Деда своего я не видел никогда. Мы разминулись в жизни: я родился через год после того, как тот был найден мёртвым в своём рабочем кабинете в Наркомате чёрной металлургии.

Все марки, которые дед аккуратно помещал в этот альбом, были чисты, без печати, все советские, вероятно с самой первой — синей, где изображена рука с мечом, разрубающая цепь.

Ах, какой надеждой веяло от этих марок! Какой надеждой!

Молоты, лиры, раскрытые книги, рабочие, крестьяне, красноармейцы, взлетающие самолёты, и вот — серия — Ленин в красно–чёрной рамке…

Боком, неудобно, я сидел у стола, все смотрел на последнюю страницу с траурной серией, думал не о деде и не о членкоре Гоше, в чьи руки попадут эти символы надежды, наверняка ставшие всего лишь материальной ценностью, предметом купли–продажи среди марочников. Думал о Левке. О том, что он уехал.

— Идем обедать, Артур. Ты плачешь? Что случилось?

Я прикрыл ладонью лицо. Оно было мокрым. Мать стояла в дверях, не смея кинуться ко мне.

— О чём ты плакал?

— Я не стану обедать. Мне надо идти, мама.

Знал, что очень огорчаю мать, но, не отвечая на расспросы, быстро оделся и с альбомом под мышкой вышел на лестницу.

— Перчатки хоть возьми! Холодно!

Вернулся к порогу, взял у неё из рук перчатки.

— Спасибо, мама.

— О чём ты плакал? — снова спросила она, а у самой уже стояли в глазах слезы.

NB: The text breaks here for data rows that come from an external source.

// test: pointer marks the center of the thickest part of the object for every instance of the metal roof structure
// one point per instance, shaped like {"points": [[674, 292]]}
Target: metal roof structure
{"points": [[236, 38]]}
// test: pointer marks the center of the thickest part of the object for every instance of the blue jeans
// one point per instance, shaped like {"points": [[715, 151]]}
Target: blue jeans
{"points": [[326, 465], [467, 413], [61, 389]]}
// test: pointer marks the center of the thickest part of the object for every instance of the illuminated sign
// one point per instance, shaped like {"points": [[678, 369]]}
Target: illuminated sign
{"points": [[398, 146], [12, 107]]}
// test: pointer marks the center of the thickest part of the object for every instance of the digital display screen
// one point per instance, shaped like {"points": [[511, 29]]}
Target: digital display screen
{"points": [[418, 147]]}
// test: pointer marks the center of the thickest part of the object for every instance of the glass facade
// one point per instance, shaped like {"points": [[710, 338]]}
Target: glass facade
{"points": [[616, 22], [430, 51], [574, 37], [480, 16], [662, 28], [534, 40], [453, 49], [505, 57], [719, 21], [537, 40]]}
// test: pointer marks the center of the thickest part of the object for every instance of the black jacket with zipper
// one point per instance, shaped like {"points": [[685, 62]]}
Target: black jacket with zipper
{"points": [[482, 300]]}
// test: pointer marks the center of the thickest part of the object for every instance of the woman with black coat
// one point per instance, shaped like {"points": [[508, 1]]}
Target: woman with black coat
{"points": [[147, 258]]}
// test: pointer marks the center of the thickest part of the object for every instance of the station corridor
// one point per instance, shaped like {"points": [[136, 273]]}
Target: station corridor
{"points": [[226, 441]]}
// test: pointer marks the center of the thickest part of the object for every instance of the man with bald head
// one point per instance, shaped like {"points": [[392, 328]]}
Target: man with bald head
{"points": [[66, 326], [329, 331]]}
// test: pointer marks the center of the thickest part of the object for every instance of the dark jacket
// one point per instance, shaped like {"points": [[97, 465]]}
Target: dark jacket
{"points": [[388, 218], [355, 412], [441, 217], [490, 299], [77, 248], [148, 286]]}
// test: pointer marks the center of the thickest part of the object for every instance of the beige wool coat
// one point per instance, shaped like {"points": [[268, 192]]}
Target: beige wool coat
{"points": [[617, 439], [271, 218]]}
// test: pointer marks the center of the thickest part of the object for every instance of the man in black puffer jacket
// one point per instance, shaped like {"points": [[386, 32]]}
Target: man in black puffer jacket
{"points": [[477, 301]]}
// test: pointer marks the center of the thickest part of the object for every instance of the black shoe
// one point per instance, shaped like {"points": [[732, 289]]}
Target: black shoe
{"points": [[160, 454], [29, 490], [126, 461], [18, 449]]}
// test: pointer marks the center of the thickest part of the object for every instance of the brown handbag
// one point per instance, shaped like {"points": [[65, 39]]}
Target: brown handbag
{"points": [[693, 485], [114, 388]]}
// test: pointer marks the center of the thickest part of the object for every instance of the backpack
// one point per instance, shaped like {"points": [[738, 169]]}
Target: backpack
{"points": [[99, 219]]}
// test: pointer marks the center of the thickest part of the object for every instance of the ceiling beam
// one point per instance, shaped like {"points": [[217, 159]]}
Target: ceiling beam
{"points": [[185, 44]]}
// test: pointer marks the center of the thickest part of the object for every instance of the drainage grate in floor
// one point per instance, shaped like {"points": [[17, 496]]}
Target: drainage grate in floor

…О чём я плакал? Я и сам толком не знал: о чём? Только теперь, когда я стремительно шагал к метро, мне хотелось скорей избавиться от этого альбома, от мысли о Левке, который вот в эти минуты пристраивается где‑то в Вене или Тель–Авиве к чужой жизни. Вот кто бы посмеялся над моими слезами! И он, и те, кто давно уехал и в своих повестях, романах, кинофильмах поносил свою страну и социализм, да и многие из тех, кто никуда не уехал и прославлял тот же социализм, тоже бы от души посмеялись. Теснясь в вагоне метро, я чувствовал себя последним представителем вымершей расы, которого, казалось, уже ни один человек не сможет понять.

Сидели, стояли, проталкивались мимо к дверям чуждые друг другу, хмурые, озабоченные, со своими цветами, тортами, детьми, чтобы убить в гостях вечер последнего нерабочего дня. Да и сам я опять тащился к незнакомому, в сущности, человеку, и выражение собственного лица наверняка было не очень‑то счастливым.

«А вдруг за всем этим у каждого свербит одно и то же?»

Меня настолько поразило это соображение, что, выйдя из метро у Библиотеки Ленина и переходя реку через Каменный мост, я уже в виду здания, где жил членкор, остановился, чтобы побыть с этой мыслью наедине.

На мосту дул резкий, колючий со снегом ветер. Кремлевские дворцы, купола храмов, колокольня Ивана Великого, подсвеченные прожекторами, казалось, парили во тьме.

Сколько раз сторублёвым пейзажем вдоль Москвы–реки мимо Кремля я без денег в кармане хаживал, не менял его ради рубля, —

вспомнились сочинённые несколько лет назад строки. Это были все те же мысли, все тот же круг, из которого я не мог вырваться.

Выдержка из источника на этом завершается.